Lifetime performance and efficiency of solar modules is greatly affected by the quality of barrier layers and encapsulants. Recognizing the need for improvements in barrier technology, we have identified and funded multiple development projects that will enable the progression of low cost, high-volume flexible PV manufacturing.

Early advancements in barrier layer performance were achieved through a FlexTech Alliance funded project with Vitex Systems. Coatings were developed with a level of barrier performance not previously obtained in a thin-film barrier construction. Using a patented polymeric deposition process, extremely low WVTR values – ≤ 10-6 – are possible utilizing a dyad approach wherein an inorganic thin-film layer is coupled together with a planarizing polymer layer (Fig. 2). Other advantages of the resultant process include low temperature processing, a vacuum-compatible process, and compatibility with roll-to-roll manufacturing or printing and laminating.

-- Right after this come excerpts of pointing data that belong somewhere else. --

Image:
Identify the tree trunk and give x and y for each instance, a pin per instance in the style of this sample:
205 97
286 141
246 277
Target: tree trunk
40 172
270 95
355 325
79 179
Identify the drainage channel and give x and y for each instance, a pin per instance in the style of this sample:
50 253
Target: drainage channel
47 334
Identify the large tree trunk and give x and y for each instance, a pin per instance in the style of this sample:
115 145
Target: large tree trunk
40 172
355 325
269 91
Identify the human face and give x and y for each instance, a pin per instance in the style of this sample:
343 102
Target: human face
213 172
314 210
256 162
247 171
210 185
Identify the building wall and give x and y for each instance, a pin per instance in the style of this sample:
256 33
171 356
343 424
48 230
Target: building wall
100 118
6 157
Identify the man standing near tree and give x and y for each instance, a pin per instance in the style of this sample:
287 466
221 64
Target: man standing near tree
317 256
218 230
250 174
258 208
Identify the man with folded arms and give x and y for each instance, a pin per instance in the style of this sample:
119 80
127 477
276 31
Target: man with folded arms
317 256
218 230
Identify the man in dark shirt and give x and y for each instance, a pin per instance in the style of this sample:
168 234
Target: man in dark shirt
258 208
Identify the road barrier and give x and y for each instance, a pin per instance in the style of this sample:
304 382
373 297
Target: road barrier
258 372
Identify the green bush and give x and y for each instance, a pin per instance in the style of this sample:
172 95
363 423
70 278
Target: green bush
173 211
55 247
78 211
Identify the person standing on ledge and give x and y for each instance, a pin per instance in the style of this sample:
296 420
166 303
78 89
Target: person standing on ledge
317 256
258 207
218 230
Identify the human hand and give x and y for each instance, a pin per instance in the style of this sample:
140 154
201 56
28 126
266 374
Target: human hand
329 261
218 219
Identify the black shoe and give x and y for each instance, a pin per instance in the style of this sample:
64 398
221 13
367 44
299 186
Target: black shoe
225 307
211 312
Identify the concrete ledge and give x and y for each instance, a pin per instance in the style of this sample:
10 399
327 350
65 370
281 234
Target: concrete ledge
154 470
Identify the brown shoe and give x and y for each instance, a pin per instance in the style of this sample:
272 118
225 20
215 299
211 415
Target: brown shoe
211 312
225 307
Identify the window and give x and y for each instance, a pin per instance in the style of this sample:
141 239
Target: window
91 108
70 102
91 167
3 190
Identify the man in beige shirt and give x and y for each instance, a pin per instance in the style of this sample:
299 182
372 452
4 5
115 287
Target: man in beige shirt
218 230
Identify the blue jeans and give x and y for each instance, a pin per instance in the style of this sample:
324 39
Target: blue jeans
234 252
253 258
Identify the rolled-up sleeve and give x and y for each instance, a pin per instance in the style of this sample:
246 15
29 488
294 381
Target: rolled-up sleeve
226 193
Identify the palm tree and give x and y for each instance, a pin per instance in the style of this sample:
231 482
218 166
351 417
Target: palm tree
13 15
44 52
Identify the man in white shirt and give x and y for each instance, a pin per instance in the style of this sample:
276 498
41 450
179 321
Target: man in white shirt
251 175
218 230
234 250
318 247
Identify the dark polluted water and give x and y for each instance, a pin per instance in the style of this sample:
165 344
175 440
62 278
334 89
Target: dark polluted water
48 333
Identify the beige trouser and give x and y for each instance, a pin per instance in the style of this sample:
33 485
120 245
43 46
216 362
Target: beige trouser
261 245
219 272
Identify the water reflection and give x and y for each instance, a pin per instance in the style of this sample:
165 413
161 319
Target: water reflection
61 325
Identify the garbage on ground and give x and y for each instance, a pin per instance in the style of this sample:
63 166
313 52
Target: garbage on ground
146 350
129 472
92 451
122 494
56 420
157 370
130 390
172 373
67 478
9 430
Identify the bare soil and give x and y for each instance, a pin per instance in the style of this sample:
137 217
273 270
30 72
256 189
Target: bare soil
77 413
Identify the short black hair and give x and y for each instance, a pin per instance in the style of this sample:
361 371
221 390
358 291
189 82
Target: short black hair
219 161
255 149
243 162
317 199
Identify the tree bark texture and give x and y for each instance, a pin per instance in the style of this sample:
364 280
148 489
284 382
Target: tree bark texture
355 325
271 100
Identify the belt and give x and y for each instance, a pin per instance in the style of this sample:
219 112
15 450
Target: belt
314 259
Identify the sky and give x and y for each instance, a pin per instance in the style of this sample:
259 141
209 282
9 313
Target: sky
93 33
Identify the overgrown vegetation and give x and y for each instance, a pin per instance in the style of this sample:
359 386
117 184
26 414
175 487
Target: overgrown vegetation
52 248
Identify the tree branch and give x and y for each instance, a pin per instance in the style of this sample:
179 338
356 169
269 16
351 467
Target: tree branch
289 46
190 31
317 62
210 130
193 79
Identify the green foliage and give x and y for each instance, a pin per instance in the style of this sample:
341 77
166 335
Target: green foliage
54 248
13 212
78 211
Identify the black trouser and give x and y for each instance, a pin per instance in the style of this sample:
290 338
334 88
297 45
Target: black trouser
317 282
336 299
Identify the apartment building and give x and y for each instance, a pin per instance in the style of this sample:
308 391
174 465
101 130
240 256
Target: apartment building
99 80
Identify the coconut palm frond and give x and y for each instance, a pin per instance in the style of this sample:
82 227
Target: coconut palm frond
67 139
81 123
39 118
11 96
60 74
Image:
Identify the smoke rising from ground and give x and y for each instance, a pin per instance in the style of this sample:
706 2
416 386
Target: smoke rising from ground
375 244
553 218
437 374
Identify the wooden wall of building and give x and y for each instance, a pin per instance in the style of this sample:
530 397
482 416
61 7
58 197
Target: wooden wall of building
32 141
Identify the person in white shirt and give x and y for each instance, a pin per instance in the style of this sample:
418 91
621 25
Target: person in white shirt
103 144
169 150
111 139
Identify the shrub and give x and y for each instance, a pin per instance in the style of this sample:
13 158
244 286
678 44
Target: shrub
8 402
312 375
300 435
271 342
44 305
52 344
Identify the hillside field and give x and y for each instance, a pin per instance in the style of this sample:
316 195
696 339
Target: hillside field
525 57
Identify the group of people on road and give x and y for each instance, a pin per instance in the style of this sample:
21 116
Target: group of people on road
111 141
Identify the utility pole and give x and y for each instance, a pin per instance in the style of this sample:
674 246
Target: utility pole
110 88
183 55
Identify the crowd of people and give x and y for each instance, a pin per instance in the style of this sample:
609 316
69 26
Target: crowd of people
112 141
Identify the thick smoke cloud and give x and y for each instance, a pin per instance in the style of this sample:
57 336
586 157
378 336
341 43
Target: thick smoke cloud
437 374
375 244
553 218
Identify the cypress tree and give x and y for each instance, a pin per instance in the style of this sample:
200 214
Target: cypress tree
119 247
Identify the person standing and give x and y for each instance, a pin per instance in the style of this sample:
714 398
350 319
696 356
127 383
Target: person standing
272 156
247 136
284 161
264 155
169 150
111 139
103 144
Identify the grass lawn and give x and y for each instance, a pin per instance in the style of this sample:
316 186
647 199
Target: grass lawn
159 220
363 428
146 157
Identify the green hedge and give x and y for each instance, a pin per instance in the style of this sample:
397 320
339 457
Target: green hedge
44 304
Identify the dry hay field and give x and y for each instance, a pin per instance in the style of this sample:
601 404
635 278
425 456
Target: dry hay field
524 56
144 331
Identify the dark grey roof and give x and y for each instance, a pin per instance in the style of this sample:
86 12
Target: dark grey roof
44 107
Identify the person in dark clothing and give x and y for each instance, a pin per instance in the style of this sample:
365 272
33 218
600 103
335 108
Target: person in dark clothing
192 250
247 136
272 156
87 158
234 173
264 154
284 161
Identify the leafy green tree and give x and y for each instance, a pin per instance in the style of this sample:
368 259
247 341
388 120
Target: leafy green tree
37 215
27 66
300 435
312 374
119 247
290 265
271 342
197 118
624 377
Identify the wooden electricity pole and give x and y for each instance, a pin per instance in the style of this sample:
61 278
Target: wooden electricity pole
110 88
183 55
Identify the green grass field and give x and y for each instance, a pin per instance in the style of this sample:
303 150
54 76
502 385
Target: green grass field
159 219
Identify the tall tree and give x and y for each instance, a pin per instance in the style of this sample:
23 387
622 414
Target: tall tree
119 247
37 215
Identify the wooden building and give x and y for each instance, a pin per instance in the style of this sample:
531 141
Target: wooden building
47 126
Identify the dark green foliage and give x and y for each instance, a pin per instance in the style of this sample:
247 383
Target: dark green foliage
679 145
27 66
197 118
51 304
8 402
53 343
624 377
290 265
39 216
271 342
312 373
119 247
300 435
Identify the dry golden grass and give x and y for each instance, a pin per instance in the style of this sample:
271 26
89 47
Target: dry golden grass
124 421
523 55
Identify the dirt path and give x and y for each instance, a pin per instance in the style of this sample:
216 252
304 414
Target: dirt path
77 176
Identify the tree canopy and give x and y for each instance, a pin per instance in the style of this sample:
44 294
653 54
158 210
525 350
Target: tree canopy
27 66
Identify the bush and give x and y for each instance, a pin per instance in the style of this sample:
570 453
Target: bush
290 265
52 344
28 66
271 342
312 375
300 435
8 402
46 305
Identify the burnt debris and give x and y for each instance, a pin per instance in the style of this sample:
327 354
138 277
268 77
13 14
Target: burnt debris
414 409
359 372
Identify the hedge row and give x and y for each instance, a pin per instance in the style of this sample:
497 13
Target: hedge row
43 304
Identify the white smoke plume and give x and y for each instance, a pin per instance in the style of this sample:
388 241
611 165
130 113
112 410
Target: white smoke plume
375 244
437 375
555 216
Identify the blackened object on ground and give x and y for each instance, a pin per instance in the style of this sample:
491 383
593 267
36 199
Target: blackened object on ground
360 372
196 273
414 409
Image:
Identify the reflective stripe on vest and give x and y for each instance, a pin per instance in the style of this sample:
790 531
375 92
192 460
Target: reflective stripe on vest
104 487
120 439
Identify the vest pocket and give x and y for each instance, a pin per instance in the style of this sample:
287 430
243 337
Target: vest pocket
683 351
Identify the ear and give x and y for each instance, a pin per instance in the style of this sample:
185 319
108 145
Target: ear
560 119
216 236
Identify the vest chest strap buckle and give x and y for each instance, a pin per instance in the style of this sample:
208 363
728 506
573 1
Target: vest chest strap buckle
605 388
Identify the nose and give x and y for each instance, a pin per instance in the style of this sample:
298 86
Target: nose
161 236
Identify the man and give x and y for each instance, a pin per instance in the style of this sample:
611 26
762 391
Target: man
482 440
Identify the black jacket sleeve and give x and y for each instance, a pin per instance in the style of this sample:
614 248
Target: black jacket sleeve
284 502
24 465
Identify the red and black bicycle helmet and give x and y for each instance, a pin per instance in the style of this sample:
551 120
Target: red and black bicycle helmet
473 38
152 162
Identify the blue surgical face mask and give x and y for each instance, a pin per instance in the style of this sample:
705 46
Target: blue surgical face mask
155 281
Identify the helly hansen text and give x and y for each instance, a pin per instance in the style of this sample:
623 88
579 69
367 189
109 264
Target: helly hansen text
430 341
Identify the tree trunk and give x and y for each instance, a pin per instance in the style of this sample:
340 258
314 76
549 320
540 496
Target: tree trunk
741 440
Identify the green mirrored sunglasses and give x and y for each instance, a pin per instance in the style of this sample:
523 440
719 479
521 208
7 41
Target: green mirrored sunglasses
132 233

Currently under development with help from a FlexTech Alliance grant is Cambridge NanoTech’s high-speed atomic layer deposition (ALD) system. When completed, the system will enable the manufacture of large-area, thin-film coated flexible substrates for use in organic electronics, solar cells, biomedical devices, and displays. To accelerate the ALD process, the engineering team at Cambridge NanoTech is focusing on cycle-time reduction by means of a high-speed precursor delivery and extraction mechanism.

The high-speed ALD system is targeted to operate at the high volumes necessary for commercially viable roll-to-roll manufacturing. ALD is an ideal coating technology for flexible PV because of its perfect, conformal, ultra-thin films that are scalable to large-area substrates. ALD simultaneously offers excellent thickness uniformity, film density, step coverage, interface quality, and low temperature processing, making ALD beneficial for both roll-to-roll flexible substrates and rigid substrates.

Conclusion

Incremental improvements throughout the materials and manufacturing equipment supply chain are paving the way for flexible PV to reach its full potential. Utilizing a collaborative community of individuals, universities and leading technology companies, FlexTech Alliance has identified critical gaps in capability, funded technical research, and directed advanced developments to expand and strengthen the flexible PV infrastructure. Innovative flexible substrates, more efficient active layers and reliable barrier materials and encapsulants will all contribute to having solar energy outperform traditional power production on a financial basis and trigger true economies of scale in solar device manufacturing.

The author would like to thank Mike J. Idicavage, PhD, independent contributor, and Stacy Oresman, Director of Technology at FlexTech Alliance.